Locomotive ŽS 441 en gare de Niš

La ligne Belgrade – Niš fut la première ligne ferroviaire de Serbie, inaugurée par le roi Milan I en 1881. Cette ligne est encore considérée comme un axe important, de Belgrade une ligne part vers le nord-ouest en direction de Budapest via Novi Sad, une autre part vers Zagreb, à l’ouest. Depuis Niš, une ligne part plein sud vers la Macédoine puis la Grèce, une autre part vers l’ouest vers Sophia en Bulgarie.

J’ai profité de mon séjour pour faire un tour à la gare de Niš. Si elle est encore en service, c’est un triste spectacle : Le service est minimal, avec quelques trains sales que personne ne prend, le service par bus est plus rapide et plus fréquent, et probablement plus fiable. J’ai vu plus d’employés que de passagers.

Rade Konča Zagreb 
 Yugoslavia 
 Licentia ASEA ELIN–Union Sécheron

La gare elle même est relativement grande, avec six voies. Le bâtiment central dans le style communiste comporte divers commerces, pour la plupart fermés. La gare est flanquée au sud par l’usine de Mašinska industrija Niš, qui fabriqua en son temps une grande partie du matériel roulant de la Yougoslavie, sous licence d’ASEA, mais aussi Sécheron, à Genève. Aujourd’hui c’est surtout un centre de maintenance. D’anciennes locomotives à vapeur rouillent lentement sur une voie de service à l’est de la gare. Sur les quais de marchandise à l’ouest une série de wagons abandonnés servent de logement à des chiens errants.

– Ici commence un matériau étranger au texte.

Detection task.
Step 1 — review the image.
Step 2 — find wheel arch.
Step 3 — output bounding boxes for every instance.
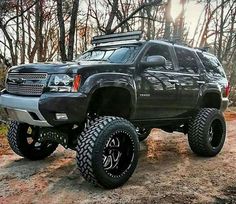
[200,91,222,110]
[81,73,137,118]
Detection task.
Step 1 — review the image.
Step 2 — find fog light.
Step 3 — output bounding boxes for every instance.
[56,113,68,120]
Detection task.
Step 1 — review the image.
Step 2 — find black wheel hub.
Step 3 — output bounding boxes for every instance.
[24,125,53,151]
[103,131,134,177]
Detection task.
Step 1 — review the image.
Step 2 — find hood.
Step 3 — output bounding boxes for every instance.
[9,61,115,74]
[9,61,134,75]
[9,62,79,74]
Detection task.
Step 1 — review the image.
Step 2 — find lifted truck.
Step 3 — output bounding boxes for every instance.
[0,31,229,188]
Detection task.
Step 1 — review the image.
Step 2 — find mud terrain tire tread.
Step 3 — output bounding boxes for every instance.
[188,108,226,157]
[76,116,139,189]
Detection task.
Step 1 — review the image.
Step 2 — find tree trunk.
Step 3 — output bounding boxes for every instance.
[57,0,67,61]
[164,0,172,39]
[68,0,79,61]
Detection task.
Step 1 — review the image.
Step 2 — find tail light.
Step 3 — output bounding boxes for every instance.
[225,82,230,97]
[72,75,81,92]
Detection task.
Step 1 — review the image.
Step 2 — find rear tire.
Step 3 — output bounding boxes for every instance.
[77,116,139,189]
[188,108,226,157]
[7,121,58,160]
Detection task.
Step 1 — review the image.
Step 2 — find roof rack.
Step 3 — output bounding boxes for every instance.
[194,47,210,52]
[92,31,143,45]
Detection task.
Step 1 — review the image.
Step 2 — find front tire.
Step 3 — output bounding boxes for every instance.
[77,116,139,189]
[188,108,226,157]
[7,121,58,160]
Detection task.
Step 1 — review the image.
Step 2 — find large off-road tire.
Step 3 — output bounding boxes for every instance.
[7,121,58,160]
[77,116,139,189]
[188,108,226,157]
[136,128,152,142]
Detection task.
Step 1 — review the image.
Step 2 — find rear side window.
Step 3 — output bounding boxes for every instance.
[175,47,198,74]
[143,44,174,71]
[197,52,226,78]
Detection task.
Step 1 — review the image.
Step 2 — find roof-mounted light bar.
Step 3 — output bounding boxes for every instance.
[92,31,142,45]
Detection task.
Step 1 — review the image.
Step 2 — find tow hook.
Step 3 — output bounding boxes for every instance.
[38,128,68,149]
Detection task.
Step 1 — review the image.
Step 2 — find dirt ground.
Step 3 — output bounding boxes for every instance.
[0,112,236,204]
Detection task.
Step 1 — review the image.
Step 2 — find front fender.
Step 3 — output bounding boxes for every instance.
[80,72,137,106]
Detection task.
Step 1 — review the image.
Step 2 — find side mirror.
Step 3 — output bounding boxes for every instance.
[141,55,166,67]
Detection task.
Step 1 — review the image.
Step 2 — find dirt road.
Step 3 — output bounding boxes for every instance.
[0,112,236,204]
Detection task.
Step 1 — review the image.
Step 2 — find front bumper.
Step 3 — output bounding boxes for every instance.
[0,94,51,127]
[0,92,87,127]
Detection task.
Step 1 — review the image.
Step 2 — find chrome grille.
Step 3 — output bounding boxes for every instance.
[8,73,47,80]
[6,73,48,96]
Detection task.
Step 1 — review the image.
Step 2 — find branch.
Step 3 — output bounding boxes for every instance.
[0,40,10,50]
[109,0,162,34]
[4,1,37,27]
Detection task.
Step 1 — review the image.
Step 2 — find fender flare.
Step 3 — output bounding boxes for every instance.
[80,72,137,111]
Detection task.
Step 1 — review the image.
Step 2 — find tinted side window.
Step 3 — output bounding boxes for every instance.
[197,52,226,78]
[175,47,198,74]
[143,44,174,70]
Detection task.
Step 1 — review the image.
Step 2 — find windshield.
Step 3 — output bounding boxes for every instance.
[79,46,140,64]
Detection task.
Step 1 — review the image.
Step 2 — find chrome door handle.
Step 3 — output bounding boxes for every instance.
[197,81,206,85]
[168,79,179,84]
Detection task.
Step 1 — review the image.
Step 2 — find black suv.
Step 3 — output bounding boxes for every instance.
[0,31,229,188]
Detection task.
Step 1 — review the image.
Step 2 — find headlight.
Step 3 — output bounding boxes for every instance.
[48,74,81,92]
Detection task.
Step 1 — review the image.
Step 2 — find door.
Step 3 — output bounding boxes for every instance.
[136,43,183,119]
[174,46,201,115]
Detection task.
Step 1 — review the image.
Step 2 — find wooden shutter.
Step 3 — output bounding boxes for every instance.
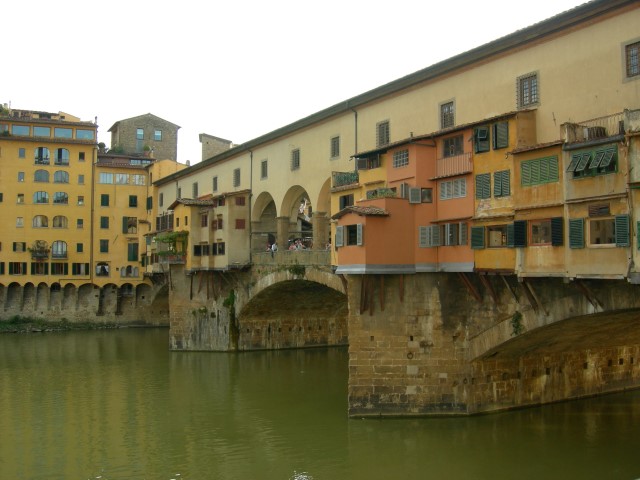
[615,215,629,247]
[458,222,469,245]
[513,220,527,247]
[336,225,344,247]
[471,227,485,248]
[569,218,584,248]
[551,217,564,247]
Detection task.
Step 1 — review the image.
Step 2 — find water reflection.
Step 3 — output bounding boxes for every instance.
[0,330,640,480]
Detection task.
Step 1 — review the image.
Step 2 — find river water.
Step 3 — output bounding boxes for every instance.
[0,329,640,480]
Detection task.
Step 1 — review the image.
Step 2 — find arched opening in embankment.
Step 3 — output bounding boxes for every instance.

Automotrice ŽS 412 en Gare de Niš

Sur les quais, j’ai vu une rame voyageurs tractée par une locomotive ŽS 441, en théorie elle serait capable de tirer un train à 120 Km/h. En pratique, il faut 4:30 au train pour parcourir les 250 Km qui séparent Niš de la capitale. Probablement à cause de l’état déplorable des voies et du matériel. J’ai aussi vu une rame automotrice ŽS 412, méconnaissable sous les graffitis.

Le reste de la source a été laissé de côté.